Day 4 I again left the tent set up and walked the wildest part of the coast from Whitesands to Trevine stopping only in at Porthgain Harbour to meet my old friend R James. This was an 11 mile hike up and down some of the most rugged hills. My arrival in Trevine was heralded by rain and major exhaustion. Every muscle ached and getting up from the pub table was equivalent to raising the dead. I now what it will feel like when I am 100 years old. Fortunately there was a bus back to the campsite and an oncoming gale that had emptied the site of all my neighbours apart from a very drunk group of youths who generously sang me to sleep.
I woke up on my final day to grey skies and slugs in my tent. Four buses and 8 hours later I completed the last 100 miles of my adventure back to Ammanford and the welcoming soft bed of my cousin's house.

Friday, August 3, 2007

Back to the sixties

England for me represents my past, my childhood. It seems so strange to hear the crack of a cricket bat and, in my mind, feel the weight of the hard ball as it hits the English hardwood. Same goes with smells as a particular tree fragrance takes me back to the parks of my British youth.

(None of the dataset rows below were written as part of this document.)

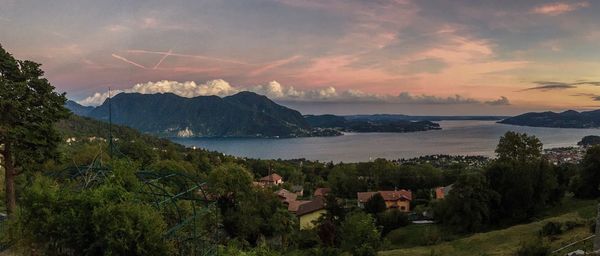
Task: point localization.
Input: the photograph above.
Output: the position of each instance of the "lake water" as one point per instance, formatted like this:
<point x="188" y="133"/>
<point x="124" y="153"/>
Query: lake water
<point x="455" y="138"/>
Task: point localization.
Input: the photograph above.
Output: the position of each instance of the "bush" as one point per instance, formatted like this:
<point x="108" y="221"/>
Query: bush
<point x="98" y="221"/>
<point x="569" y="225"/>
<point x="391" y="219"/>
<point x="534" y="248"/>
<point x="359" y="235"/>
<point x="551" y="229"/>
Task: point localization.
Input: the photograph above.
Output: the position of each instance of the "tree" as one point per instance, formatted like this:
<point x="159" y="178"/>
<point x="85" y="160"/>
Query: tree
<point x="525" y="181"/>
<point x="55" y="219"/>
<point x="392" y="219"/>
<point x="230" y="181"/>
<point x="588" y="182"/>
<point x="519" y="147"/>
<point x="29" y="107"/>
<point x="375" y="204"/>
<point x="468" y="206"/>
<point x="359" y="235"/>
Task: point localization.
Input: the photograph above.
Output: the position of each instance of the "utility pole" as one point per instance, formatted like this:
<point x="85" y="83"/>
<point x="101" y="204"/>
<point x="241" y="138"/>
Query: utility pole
<point x="110" y="142"/>
<point x="597" y="236"/>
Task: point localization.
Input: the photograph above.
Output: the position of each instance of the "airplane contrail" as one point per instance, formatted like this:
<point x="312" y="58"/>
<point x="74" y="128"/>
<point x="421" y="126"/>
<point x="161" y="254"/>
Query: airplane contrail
<point x="128" y="61"/>
<point x="189" y="56"/>
<point x="163" y="58"/>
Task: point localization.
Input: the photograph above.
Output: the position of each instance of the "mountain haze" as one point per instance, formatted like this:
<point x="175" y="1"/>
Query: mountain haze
<point x="566" y="119"/>
<point x="245" y="114"/>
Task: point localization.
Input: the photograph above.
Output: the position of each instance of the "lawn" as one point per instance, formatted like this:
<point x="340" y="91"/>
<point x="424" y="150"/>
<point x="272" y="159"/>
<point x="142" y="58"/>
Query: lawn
<point x="498" y="242"/>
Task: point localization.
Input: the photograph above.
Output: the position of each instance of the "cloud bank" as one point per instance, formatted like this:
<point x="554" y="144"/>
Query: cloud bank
<point x="279" y="92"/>
<point x="553" y="85"/>
<point x="558" y="8"/>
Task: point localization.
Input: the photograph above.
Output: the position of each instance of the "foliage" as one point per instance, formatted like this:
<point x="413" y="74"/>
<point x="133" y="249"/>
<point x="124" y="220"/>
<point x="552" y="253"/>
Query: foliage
<point x="106" y="220"/>
<point x="551" y="229"/>
<point x="468" y="206"/>
<point x="519" y="147"/>
<point x="375" y="204"/>
<point x="533" y="248"/>
<point x="586" y="185"/>
<point x="247" y="212"/>
<point x="29" y="107"/>
<point x="359" y="235"/>
<point x="391" y="219"/>
<point x="525" y="182"/>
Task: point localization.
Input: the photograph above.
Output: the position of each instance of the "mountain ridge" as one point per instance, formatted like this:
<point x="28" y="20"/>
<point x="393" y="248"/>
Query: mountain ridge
<point x="565" y="119"/>
<point x="241" y="115"/>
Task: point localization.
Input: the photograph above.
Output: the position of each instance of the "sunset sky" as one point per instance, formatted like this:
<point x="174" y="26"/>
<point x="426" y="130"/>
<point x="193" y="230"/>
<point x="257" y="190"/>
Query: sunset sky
<point x="341" y="56"/>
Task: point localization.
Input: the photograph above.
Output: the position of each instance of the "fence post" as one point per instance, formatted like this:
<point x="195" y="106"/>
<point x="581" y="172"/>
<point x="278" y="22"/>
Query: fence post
<point x="597" y="237"/>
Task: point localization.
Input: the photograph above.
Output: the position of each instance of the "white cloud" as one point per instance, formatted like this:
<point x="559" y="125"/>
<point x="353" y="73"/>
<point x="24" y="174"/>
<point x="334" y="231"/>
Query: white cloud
<point x="188" y="89"/>
<point x="503" y="101"/>
<point x="277" y="91"/>
<point x="558" y="8"/>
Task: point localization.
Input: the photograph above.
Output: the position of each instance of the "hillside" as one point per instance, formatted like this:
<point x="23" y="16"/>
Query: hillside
<point x="83" y="127"/>
<point x="507" y="241"/>
<point x="566" y="119"/>
<point x="368" y="123"/>
<point x="244" y="114"/>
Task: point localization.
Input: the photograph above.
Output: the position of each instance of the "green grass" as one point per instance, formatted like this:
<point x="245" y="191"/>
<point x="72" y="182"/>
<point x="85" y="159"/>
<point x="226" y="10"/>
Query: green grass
<point x="499" y="242"/>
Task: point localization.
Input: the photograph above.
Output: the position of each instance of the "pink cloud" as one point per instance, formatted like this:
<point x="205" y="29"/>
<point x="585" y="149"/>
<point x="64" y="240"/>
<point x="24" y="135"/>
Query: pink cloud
<point x="274" y="64"/>
<point x="557" y="8"/>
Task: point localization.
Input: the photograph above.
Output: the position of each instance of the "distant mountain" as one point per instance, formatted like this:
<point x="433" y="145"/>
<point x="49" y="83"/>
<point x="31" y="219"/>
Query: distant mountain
<point x="369" y="124"/>
<point x="590" y="140"/>
<point x="78" y="109"/>
<point x="567" y="119"/>
<point x="245" y="114"/>
<point x="396" y="117"/>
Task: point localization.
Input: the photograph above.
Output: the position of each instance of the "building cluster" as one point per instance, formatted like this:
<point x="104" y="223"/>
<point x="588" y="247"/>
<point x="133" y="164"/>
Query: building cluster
<point x="571" y="155"/>
<point x="310" y="210"/>
<point x="307" y="211"/>
<point x="448" y="161"/>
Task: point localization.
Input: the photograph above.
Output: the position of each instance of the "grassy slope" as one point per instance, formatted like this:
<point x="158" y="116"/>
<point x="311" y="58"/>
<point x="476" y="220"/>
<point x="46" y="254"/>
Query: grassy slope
<point x="507" y="241"/>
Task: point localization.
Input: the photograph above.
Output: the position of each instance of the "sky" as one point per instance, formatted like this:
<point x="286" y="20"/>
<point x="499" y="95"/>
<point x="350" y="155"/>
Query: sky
<point x="438" y="57"/>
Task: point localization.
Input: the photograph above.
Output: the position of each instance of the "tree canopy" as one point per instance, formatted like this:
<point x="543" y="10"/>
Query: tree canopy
<point x="29" y="108"/>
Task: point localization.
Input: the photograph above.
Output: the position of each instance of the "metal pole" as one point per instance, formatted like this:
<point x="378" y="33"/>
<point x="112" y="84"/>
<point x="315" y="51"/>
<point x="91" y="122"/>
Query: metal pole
<point x="110" y="142"/>
<point x="597" y="237"/>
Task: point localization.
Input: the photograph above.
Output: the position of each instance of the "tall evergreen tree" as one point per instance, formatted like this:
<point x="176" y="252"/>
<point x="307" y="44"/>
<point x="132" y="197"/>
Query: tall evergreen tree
<point x="29" y="107"/>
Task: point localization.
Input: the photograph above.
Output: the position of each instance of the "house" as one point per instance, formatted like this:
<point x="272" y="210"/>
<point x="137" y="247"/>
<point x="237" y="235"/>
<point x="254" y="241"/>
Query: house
<point x="299" y="190"/>
<point x="322" y="192"/>
<point x="286" y="196"/>
<point x="271" y="179"/>
<point x="394" y="199"/>
<point x="441" y="192"/>
<point x="309" y="212"/>
<point x="294" y="205"/>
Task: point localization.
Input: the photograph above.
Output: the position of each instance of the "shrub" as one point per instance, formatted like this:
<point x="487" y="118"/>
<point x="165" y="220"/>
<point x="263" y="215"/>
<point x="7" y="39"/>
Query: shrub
<point x="551" y="229"/>
<point x="534" y="248"/>
<point x="391" y="219"/>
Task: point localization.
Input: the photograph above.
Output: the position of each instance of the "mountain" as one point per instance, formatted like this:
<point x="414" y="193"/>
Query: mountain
<point x="245" y="114"/>
<point x="396" y="117"/>
<point x="78" y="109"/>
<point x="566" y="119"/>
<point x="368" y="124"/>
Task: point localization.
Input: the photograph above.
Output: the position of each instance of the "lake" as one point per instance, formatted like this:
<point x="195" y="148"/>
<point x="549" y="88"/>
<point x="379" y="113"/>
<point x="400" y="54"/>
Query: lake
<point x="455" y="138"/>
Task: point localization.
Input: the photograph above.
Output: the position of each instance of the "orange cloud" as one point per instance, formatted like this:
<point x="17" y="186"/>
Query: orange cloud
<point x="554" y="9"/>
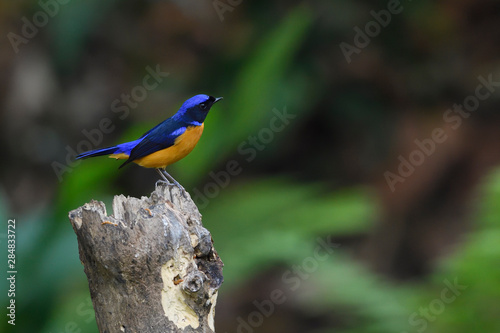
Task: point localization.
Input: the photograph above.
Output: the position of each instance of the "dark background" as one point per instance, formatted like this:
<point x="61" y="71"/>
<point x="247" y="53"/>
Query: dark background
<point x="310" y="212"/>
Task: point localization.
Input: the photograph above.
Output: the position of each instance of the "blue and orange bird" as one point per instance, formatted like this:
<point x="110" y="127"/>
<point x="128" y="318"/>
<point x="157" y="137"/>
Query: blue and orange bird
<point x="167" y="142"/>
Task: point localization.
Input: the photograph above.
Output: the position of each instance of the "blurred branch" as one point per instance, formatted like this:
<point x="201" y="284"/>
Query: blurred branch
<point x="151" y="267"/>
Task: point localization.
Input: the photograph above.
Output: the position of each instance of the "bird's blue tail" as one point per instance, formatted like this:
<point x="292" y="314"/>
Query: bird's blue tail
<point x="98" y="152"/>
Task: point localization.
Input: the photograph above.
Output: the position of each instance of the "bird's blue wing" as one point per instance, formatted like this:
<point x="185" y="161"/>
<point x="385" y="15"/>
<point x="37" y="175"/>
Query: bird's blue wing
<point x="160" y="137"/>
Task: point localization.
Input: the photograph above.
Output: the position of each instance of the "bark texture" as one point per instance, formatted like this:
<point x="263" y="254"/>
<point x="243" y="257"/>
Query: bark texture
<point x="151" y="266"/>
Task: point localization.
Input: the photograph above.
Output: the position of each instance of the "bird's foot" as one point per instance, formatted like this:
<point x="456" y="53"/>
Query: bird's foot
<point x="176" y="184"/>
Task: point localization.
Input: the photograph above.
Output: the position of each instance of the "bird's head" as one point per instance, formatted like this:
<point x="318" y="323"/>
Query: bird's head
<point x="195" y="109"/>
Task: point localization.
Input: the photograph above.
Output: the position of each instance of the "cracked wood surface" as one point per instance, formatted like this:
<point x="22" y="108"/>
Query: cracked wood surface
<point x="151" y="266"/>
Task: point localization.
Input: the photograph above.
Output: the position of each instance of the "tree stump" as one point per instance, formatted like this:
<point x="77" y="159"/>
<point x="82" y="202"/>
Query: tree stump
<point x="151" y="266"/>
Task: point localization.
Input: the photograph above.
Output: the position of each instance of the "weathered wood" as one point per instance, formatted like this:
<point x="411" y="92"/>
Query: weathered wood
<point x="151" y="266"/>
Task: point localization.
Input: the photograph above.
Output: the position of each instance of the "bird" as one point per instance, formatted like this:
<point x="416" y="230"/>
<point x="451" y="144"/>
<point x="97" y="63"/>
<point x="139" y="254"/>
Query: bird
<point x="166" y="143"/>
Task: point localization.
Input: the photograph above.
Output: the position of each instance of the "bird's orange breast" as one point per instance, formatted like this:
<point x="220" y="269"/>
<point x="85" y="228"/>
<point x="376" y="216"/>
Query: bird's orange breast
<point x="183" y="145"/>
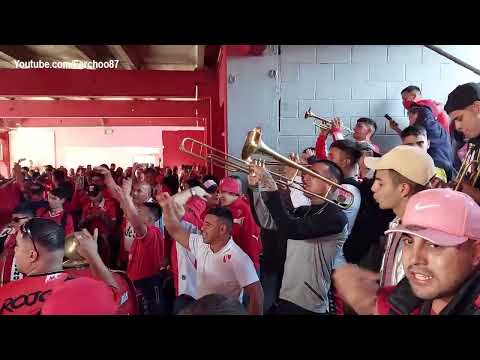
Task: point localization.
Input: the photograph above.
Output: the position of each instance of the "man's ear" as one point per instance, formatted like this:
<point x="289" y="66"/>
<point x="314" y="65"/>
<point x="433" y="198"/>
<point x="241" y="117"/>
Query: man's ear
<point x="405" y="189"/>
<point x="476" y="252"/>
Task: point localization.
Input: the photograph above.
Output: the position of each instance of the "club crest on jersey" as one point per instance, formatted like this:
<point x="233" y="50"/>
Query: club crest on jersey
<point x="52" y="277"/>
<point x="239" y="221"/>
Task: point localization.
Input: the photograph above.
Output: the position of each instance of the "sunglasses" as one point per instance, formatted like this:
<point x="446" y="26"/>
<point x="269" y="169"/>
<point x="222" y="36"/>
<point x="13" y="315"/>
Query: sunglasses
<point x="25" y="229"/>
<point x="18" y="219"/>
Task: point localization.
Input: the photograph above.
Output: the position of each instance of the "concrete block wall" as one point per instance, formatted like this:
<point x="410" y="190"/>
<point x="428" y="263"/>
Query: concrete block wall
<point x="349" y="81"/>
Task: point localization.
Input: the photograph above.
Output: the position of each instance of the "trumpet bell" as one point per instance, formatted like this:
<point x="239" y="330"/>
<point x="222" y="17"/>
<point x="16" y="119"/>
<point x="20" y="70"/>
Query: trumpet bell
<point x="71" y="253"/>
<point x="308" y="113"/>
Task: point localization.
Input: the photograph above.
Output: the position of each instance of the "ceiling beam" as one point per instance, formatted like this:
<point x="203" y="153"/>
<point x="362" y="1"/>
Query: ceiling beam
<point x="128" y="58"/>
<point x="103" y="109"/>
<point x="92" y="122"/>
<point x="200" y="56"/>
<point x="53" y="82"/>
<point x="18" y="52"/>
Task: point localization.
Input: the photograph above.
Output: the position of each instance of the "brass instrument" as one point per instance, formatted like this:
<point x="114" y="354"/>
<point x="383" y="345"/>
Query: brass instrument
<point x="218" y="158"/>
<point x="71" y="253"/>
<point x="324" y="124"/>
<point x="470" y="169"/>
<point x="254" y="144"/>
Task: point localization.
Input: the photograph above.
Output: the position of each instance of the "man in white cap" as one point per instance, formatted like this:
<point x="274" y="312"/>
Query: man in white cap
<point x="399" y="174"/>
<point x="440" y="233"/>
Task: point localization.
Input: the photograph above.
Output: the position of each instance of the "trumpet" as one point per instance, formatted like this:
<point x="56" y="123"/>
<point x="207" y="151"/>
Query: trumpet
<point x="470" y="169"/>
<point x="71" y="253"/>
<point x="324" y="124"/>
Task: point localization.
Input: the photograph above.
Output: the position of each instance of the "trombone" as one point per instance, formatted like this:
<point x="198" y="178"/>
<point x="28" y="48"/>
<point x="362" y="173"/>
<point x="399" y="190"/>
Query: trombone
<point x="218" y="158"/>
<point x="254" y="144"/>
<point x="470" y="166"/>
<point x="324" y="124"/>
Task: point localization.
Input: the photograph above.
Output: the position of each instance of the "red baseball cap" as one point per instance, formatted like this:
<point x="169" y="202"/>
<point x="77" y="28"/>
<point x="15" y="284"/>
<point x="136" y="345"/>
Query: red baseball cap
<point x="230" y="185"/>
<point x="442" y="216"/>
<point x="81" y="296"/>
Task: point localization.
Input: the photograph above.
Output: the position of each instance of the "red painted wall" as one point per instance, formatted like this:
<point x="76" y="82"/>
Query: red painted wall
<point x="5" y="161"/>
<point x="172" y="156"/>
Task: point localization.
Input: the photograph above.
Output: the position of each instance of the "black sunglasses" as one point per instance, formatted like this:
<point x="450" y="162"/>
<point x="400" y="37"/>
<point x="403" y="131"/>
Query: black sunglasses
<point x="25" y="229"/>
<point x="18" y="219"/>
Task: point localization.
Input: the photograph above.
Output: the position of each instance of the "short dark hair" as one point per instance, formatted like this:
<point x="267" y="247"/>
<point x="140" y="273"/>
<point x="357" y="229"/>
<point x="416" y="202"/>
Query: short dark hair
<point x="398" y="179"/>
<point x="59" y="175"/>
<point x="224" y="214"/>
<point x="333" y="169"/>
<point x="368" y="122"/>
<point x="47" y="233"/>
<point x="149" y="171"/>
<point x="413" y="130"/>
<point x="97" y="174"/>
<point x="23" y="209"/>
<point x="154" y="209"/>
<point x="193" y="182"/>
<point x="214" y="304"/>
<point x="411" y="88"/>
<point x="350" y="148"/>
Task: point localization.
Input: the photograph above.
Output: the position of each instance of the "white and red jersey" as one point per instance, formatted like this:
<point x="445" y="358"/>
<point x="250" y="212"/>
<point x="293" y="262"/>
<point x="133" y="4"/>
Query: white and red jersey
<point x="183" y="265"/>
<point x="224" y="272"/>
<point x="8" y="269"/>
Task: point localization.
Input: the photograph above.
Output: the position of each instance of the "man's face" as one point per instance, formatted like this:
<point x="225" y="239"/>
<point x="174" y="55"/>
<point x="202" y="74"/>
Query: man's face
<point x="226" y="198"/>
<point x="140" y="193"/>
<point x="361" y="131"/>
<point x="212" y="229"/>
<point x="150" y="178"/>
<point x="25" y="254"/>
<point x="437" y="271"/>
<point x="467" y="121"/>
<point x="419" y="141"/>
<point x="314" y="184"/>
<point x="145" y="215"/>
<point x="98" y="180"/>
<point x="96" y="198"/>
<point x="54" y="201"/>
<point x="385" y="192"/>
<point x="18" y="219"/>
<point x="408" y="98"/>
<point x="412" y="118"/>
<point x="339" y="157"/>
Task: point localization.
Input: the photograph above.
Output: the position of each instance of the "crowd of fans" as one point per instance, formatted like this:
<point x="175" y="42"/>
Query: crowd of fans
<point x="180" y="241"/>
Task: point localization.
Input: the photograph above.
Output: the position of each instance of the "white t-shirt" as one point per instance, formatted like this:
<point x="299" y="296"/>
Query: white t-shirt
<point x="298" y="197"/>
<point x="225" y="272"/>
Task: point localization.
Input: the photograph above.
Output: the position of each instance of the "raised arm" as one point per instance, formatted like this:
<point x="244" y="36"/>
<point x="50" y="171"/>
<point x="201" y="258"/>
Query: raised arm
<point x="171" y="220"/>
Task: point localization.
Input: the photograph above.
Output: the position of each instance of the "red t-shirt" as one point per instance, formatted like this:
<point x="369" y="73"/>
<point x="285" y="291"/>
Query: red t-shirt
<point x="245" y="231"/>
<point x="10" y="198"/>
<point x="46" y="214"/>
<point x="146" y="254"/>
<point x="106" y="207"/>
<point x="438" y="112"/>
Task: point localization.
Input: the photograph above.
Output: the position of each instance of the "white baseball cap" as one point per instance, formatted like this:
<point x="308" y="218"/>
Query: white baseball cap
<point x="409" y="161"/>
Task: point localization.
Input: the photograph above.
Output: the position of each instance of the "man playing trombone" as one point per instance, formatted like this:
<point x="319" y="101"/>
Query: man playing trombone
<point x="463" y="107"/>
<point x="313" y="233"/>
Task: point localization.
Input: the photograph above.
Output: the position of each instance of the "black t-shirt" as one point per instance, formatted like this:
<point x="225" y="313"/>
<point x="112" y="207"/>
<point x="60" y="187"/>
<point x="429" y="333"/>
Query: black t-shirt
<point x="370" y="225"/>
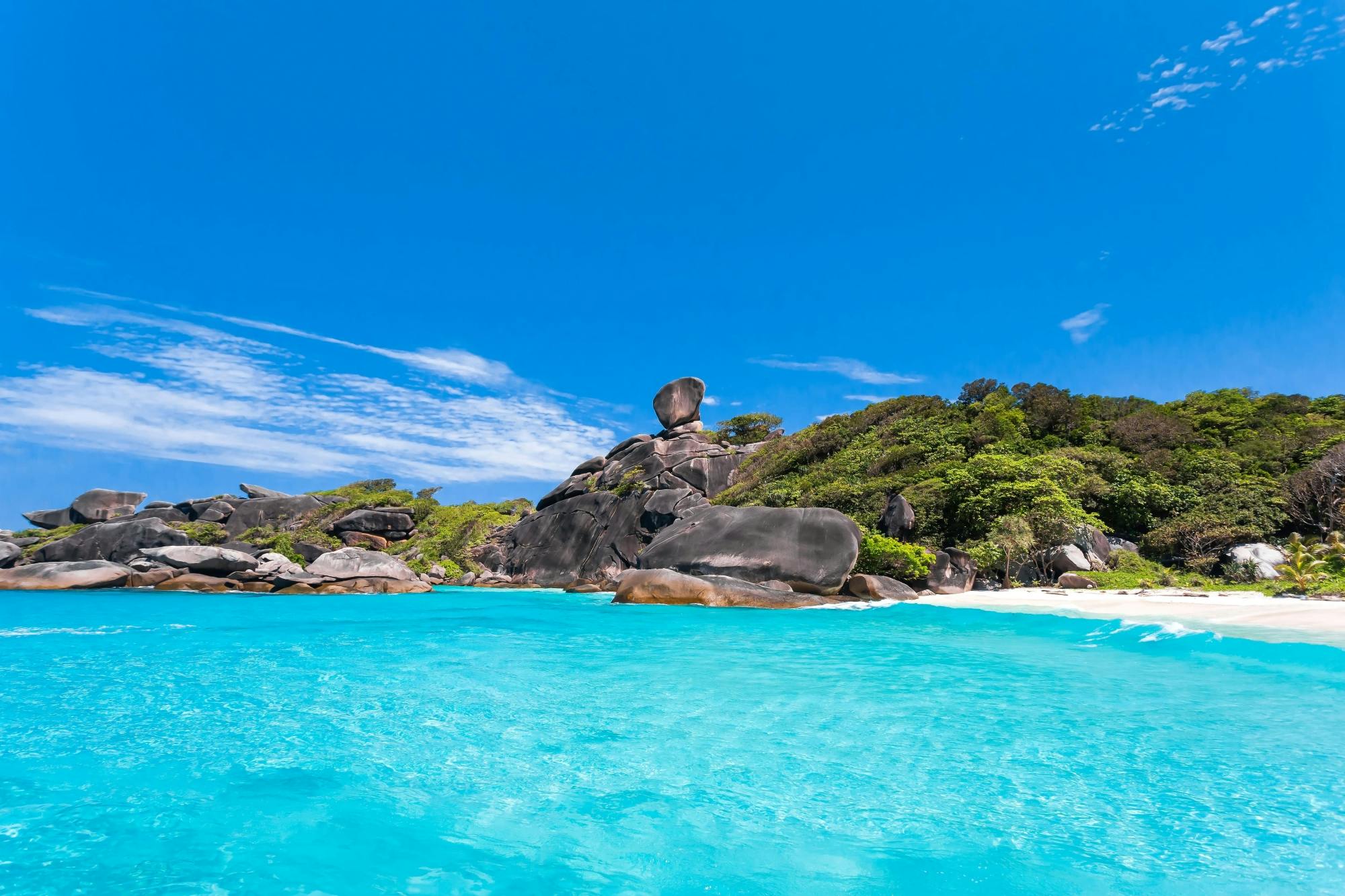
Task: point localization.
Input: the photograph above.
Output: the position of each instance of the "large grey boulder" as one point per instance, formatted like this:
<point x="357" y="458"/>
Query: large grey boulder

To continue the theme of memories I attended an outdoor festival in a soggy farmers field outside of Wickham in the south of England. The occasion, me bruva's 50th birthday, whose wifely gift was concert tickets to the headliner at tonight's performance- Jethro Tull. The show is under the big top of old travelling circus times, a massive tent held skyward with 4 columns and hundreds of guy wires stretched taut. It is huge and the over capacity crowd is dwarfed by the structure. The stage is close and brightly lit. Nearby is a long tent occupied by 20 mini-bars and long lineups, with cold beer (can you imagine) the beverage of choice. Standing next to the bars, in typical British organized fashion, are the porta potties with equally long lineups. A uniqueness that I have never seen before are the large 'Gents' portas that can occupy ten at a time, much like a revolving door- in one end, out the other, and back to the beer lineup for more.

The festival grounds are much like our own folk festivals, dozens of vendors hawking everything from JT T shirts to typical ex hippie paraphernalia and clothing. The track between the displays is churned mud and it wasn't long before the inevitable mud started to climb the inside of trouser legs. The rain had just ended and, in a god-like fashion, the bigtop was blessed with a huge rainbow ending above the highest point of the tent, the pot of gold waiting for us all inside.

Jethro Tull were phenomenal, Ian Anderson outstanding as he contorted, danced, and slithered across the stage making the finest music with his trademark flute. One old favourite after a another caused time to speed up as the performance raced to it's climatic end and a huge outcry for more. The crowds cacophony was quickly rewarded with the return of the band and an even more rousing rendition of Aqualung. Following the song, Jethro Tull exited with hands held skyward in Churcillish Victory signs and the crowd exited ever so Britishly into the nights darkness. A great evening for all, and the happiest of all was me Bruva.